Anil Chalamalasetty, CEO and MD of Greenko, said: “The energy market for conventional power in India is characterised by huge demand, complex fuel supply issues and volatile merchant prices combined with environmental and social permitting challenges. The Greenko model is distinctly different. Our small hydro and wind assets are not subject to fuel risk and benefit from long-term, fixed margin power off-take agreements which are not available to conventional power generators. These off-take agreements allow us to secure minimum returns over the life of the asset and capture superior returns when the market conditions are particularly favourable. We strive to achieve this for our shareholders and customers whilst generating power responsibly.”
He added, “Wind power is a crucial part of the Group’s plans to create a balanced portfolio of clean energy producing assets and this substantial 300MW addition is further evidence of our progress towards our target 1GW operational portfolio by 2015. Hydro remains a key asset class and the 50MW of aggregate concessions are a welcome addition to the portfolio in what is a proven and reliable area of our business.”
Wind Concession
The 300MW wind farm is expected to be built in two phases. Phase 1 (100MW) is expected to be complete and operational in 15 months. Phase 2 (200MW) is expected to be completed and operational in three years. Once operational, the asset will supply power to the State of Karnataka on a 10 year Power Purchase Agreement. It is anticipated that the Company will realise 4.2Rs/kWh net.
Located in the South Western Indian state of Karnataka, the site enjoys favourable environmental conditions. Greenko is highly selective when purchasing land and securing permits for wind farms and in keeping with the approach taken when assessing the Company’s 65MW wind asset in Maharashtra, which is currently under construction, Greenko has been actively assessing the Karnataka site over a two year period. Using numerous masts and anemometers, which are used for measuring wind speed, placed at various heights the data collected shows capacity factors in excess of 30 per cent with a 90 per cent confidence factor. The Directors believe these to be significantly above the average capacity factors experienced in the State of Karnataka.
Hydro Concessions
Greenko has also secured concessions for a number of small, run-of-river hydro power plants with an aggregate capacity of 50 MW. The sites, situated on the River Badhra in South Karnataka close to existing Greenko operating assets, are in an early stage of development. All the necessary permits are expected to be obtained in the next 12 months, with construction lasting 24 months thereafter.

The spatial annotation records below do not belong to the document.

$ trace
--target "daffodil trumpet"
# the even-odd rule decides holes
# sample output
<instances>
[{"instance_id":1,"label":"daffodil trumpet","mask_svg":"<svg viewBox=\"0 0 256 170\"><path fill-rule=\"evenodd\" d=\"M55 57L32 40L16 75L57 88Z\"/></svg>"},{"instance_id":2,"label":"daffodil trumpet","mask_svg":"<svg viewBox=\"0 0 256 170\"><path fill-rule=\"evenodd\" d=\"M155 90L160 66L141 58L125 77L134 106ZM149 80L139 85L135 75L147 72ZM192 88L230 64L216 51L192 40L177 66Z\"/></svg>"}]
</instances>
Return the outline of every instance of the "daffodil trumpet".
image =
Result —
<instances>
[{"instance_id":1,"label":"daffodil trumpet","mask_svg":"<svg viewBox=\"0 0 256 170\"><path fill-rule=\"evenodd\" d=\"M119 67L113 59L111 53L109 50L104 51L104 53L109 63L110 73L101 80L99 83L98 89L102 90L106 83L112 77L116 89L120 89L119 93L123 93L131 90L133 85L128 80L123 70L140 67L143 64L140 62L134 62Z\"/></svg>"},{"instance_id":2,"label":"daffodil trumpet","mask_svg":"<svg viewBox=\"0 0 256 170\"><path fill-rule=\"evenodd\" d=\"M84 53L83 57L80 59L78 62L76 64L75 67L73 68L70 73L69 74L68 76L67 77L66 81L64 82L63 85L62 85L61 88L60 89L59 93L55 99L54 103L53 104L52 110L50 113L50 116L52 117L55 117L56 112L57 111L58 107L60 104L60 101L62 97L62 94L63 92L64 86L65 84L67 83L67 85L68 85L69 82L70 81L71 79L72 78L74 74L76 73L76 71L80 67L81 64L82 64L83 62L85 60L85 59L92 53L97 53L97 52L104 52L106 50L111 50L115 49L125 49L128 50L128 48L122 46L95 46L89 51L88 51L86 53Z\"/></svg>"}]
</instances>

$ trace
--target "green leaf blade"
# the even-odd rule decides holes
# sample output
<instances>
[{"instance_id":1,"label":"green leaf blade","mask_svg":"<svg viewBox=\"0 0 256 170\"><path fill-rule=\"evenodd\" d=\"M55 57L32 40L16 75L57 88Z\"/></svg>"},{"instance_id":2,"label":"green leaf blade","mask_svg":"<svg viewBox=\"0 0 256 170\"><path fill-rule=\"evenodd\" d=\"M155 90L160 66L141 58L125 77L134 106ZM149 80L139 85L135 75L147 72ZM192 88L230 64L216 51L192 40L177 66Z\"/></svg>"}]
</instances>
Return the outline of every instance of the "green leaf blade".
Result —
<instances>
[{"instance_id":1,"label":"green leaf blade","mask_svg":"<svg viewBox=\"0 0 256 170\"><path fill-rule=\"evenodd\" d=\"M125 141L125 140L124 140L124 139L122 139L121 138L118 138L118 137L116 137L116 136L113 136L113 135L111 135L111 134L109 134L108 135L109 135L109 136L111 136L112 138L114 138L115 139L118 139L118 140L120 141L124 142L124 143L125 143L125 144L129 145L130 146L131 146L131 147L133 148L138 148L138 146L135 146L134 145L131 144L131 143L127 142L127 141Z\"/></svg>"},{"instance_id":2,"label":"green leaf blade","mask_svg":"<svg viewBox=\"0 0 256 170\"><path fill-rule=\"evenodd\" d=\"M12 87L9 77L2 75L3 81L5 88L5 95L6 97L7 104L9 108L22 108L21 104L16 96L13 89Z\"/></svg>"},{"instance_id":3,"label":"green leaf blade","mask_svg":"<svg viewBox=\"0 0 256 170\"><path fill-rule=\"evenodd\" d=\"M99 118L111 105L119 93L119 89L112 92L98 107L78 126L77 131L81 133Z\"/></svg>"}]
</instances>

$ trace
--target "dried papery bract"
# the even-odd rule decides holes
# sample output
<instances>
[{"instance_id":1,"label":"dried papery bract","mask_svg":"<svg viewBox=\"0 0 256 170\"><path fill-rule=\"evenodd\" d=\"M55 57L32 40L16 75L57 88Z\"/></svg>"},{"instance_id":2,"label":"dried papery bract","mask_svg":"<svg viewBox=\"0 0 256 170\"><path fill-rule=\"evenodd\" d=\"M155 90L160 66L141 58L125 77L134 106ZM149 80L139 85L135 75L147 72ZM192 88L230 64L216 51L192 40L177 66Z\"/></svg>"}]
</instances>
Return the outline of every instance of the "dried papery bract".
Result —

The Company is evaluating a large number of prospective sites which may be suitable for further small hydro assets and remains in discussions with a number of strategic partners to ensure access to the best technologies and financing opportunities on the market.
Outlook
Commenting on the Indian energy market and the opportunities for Greenko, Mr. Chalamalasetty added, “Sustainability is the cornerstone of our business. We focus on the sustainability of assets, technology, financial returns and the environment. Whilst the market conditions in certain other countries around the world make sustainable energy generation expensive and commercially challenging, the unusual dynamics in the Indian market make the industry both economically and socially attractive.”
The Company will announce its financial results for the year ended 31 March 2011 in due course. Whilst the audit has not yet been completed, the results are expected to be in line with market expectations.